Four weeks have passed, and 117 miles have been ran since I officially began training for Fort4Fitness.
The plan I selected is challenging, incorporating tempo VO2 max and threshold workouts. The miles are man, with my shortest runs currently at 6 miles and the longest at 9. This week, I also have a 7-mile steady run and a near 9-miler with goal pace splits.
The fear and apprehension surrounding these workouts is great. I find that if I think too much about them - like last week's 14 x 400 repeats - I psych myself out before I start. While it's probably healthy to be a bit daunted by a PR plan, it's not good to feel defeated before hitting start on the Garmin.
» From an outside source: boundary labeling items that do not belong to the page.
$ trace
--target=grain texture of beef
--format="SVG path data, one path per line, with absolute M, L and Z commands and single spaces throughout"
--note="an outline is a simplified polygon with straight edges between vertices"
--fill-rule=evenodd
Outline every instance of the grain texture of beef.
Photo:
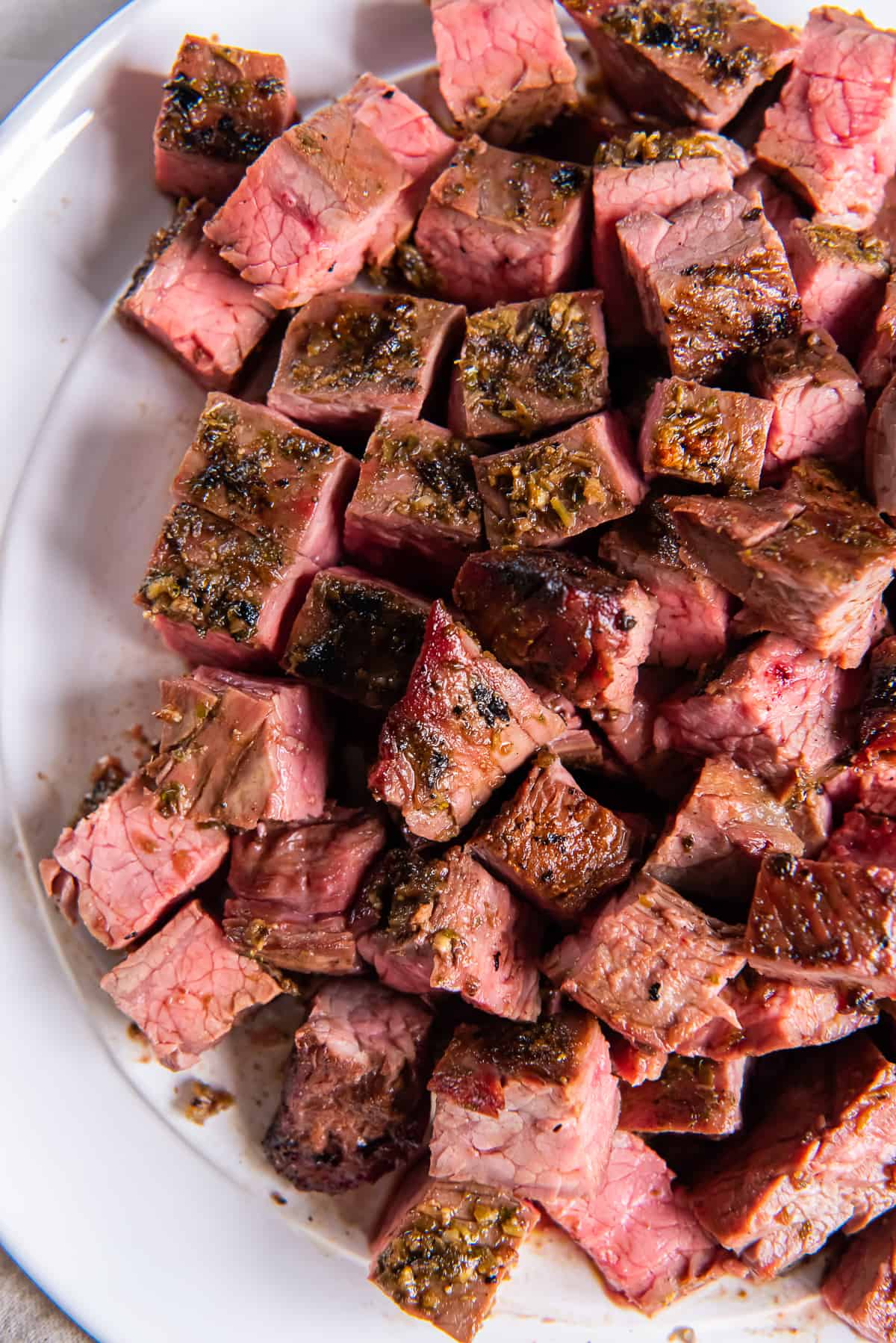
M 656 598 L 647 662 L 696 672 L 724 654 L 731 598 L 689 563 L 661 508 L 607 528 L 598 553 L 617 573 L 635 579 Z
M 472 556 L 454 600 L 501 662 L 598 716 L 631 709 L 656 600 L 634 580 L 566 552 Z
M 747 923 L 750 964 L 780 979 L 896 997 L 896 870 L 767 857 Z
M 453 839 L 564 729 L 559 713 L 434 602 L 404 696 L 383 725 L 369 787 L 398 807 L 412 834 Z
M 896 1068 L 864 1035 L 795 1054 L 762 1120 L 690 1191 L 701 1225 L 758 1277 L 896 1203 Z
M 633 111 L 719 130 L 789 64 L 797 38 L 748 0 L 564 0 Z
M 786 242 L 805 320 L 826 330 L 852 359 L 884 302 L 887 244 L 873 234 L 825 219 L 797 220 Z
M 412 1160 L 429 1123 L 431 1026 L 416 998 L 369 980 L 325 983 L 296 1031 L 265 1135 L 274 1170 L 337 1194 Z
M 71 923 L 78 913 L 103 947 L 118 950 L 211 877 L 227 849 L 222 827 L 163 815 L 134 778 L 66 826 L 40 876 Z
M 430 1091 L 437 1179 L 476 1176 L 539 1202 L 602 1182 L 619 1086 L 600 1026 L 578 1007 L 531 1026 L 459 1026 Z
M 721 1270 L 719 1246 L 657 1152 L 617 1132 L 602 1185 L 545 1211 L 584 1250 L 613 1293 L 654 1315 Z
M 450 588 L 482 545 L 472 453 L 478 445 L 408 415 L 384 415 L 364 449 L 345 549 L 368 569 Z
M 633 130 L 598 145 L 594 158 L 594 277 L 614 345 L 641 345 L 646 332 L 638 295 L 622 263 L 617 224 L 639 210 L 670 215 L 690 200 L 731 191 L 747 156 L 721 136 L 681 130 Z
M 175 475 L 175 498 L 325 568 L 343 547 L 357 462 L 263 406 L 211 392 Z
M 654 1081 L 619 1088 L 619 1128 L 630 1133 L 704 1133 L 721 1138 L 742 1127 L 744 1061 L 672 1054 Z
M 779 475 L 801 457 L 842 462 L 864 443 L 868 411 L 852 364 L 825 330 L 766 345 L 750 368 L 756 393 L 774 406 L 764 473 Z
M 455 434 L 533 438 L 603 410 L 607 337 L 599 289 L 488 308 L 466 320 L 451 383 Z
M 227 200 L 247 164 L 296 117 L 286 78 L 282 56 L 187 34 L 153 134 L 159 189 Z
M 265 822 L 232 843 L 224 932 L 247 955 L 301 974 L 361 968 L 349 912 L 386 826 L 373 811 L 328 807 L 320 821 Z
M 721 997 L 743 970 L 740 931 L 646 874 L 544 962 L 547 976 L 635 1044 L 689 1054 L 690 1038 L 737 1018 Z
M 316 690 L 215 667 L 160 689 L 160 751 L 144 779 L 163 815 L 244 830 L 321 815 L 330 724 Z
M 677 377 L 711 383 L 799 328 L 783 243 L 760 205 L 719 192 L 669 219 L 650 211 L 617 226 L 650 334 Z
M 173 1072 L 195 1068 L 240 1013 L 281 991 L 266 970 L 227 941 L 197 900 L 103 975 L 99 987 Z
M 472 1343 L 537 1221 L 531 1203 L 431 1179 L 420 1162 L 386 1209 L 369 1280 L 408 1315 Z
M 772 414 L 770 402 L 743 392 L 664 379 L 647 402 L 638 441 L 645 479 L 670 475 L 755 490 Z
M 459 994 L 496 1017 L 539 1015 L 540 920 L 466 849 L 394 849 L 364 884 L 357 948 L 404 992 Z
M 439 89 L 467 132 L 508 145 L 576 101 L 552 0 L 433 0 Z
M 849 1241 L 821 1289 L 829 1311 L 872 1343 L 896 1335 L 896 1213 L 876 1218 Z
M 344 98 L 274 140 L 206 235 L 262 298 L 296 308 L 351 285 L 407 187 L 392 150 Z
M 756 153 L 813 210 L 875 215 L 896 172 L 896 34 L 814 9 Z
M 553 438 L 476 459 L 489 544 L 564 545 L 633 513 L 646 488 L 617 411 L 592 415 Z
M 207 200 L 177 207 L 149 240 L 118 312 L 177 360 L 203 387 L 234 384 L 267 333 L 274 310 L 203 236 Z
M 269 404 L 302 424 L 357 434 L 384 411 L 419 416 L 462 324 L 462 308 L 431 298 L 320 294 L 289 324 Z
M 629 826 L 544 752 L 470 849 L 520 894 L 563 924 L 631 872 Z
M 669 510 L 686 547 L 762 629 L 861 662 L 896 564 L 896 532 L 826 466 L 798 462 L 780 493 L 673 500 Z
M 685 894 L 750 898 L 763 855 L 802 854 L 787 807 L 725 755 L 707 760 L 645 872 Z
M 415 244 L 427 289 L 470 309 L 572 289 L 588 172 L 470 136 L 435 180 Z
Thankfully, I've found a few strategies that have helped me not only get through but also succeed.
Mile by mile.
Each week, I look at the spreadsheet so I can fit the plan into my schedule. I never look beyond that as to avoid unnecessary worrying about future workouts.
Company of others.
For the better part of my running history, I have ran alone - or with my dog, who doesn't do much to push the pace. I've since wisened up and began running with friends met through local running stores and social media. If I tell them a workout or mileage goal, I'm far more likely to adhere to it. My husband, who will pace me at the Sept. 27 half marathon, also runs the goal pace miles with me to help me stay focused.
This summer, I have been able to use two races as my speed workouts for the week. The Runners on Parade 5K -and pre-race warmup - served as a tempo run. Well, a fast one. This past weekend, I counted the New Haven 10K as my threshold intervals (3 x 2 miles at goal half marathon pace). Not only did the environment give me the drive and the adrenaline I needed to get through the fast miles, I also got accurate race times off which to base my paces.
Fast shoes equal fast runners. Or, at least I'd like to think. This year, I started rotating a lighter racing shoe into my collection for the tougher workouts. I'm sure that much of the evidence is anecdotal, but the weight of the shoe can affect performance, and it is best to give yourself any advantage you can.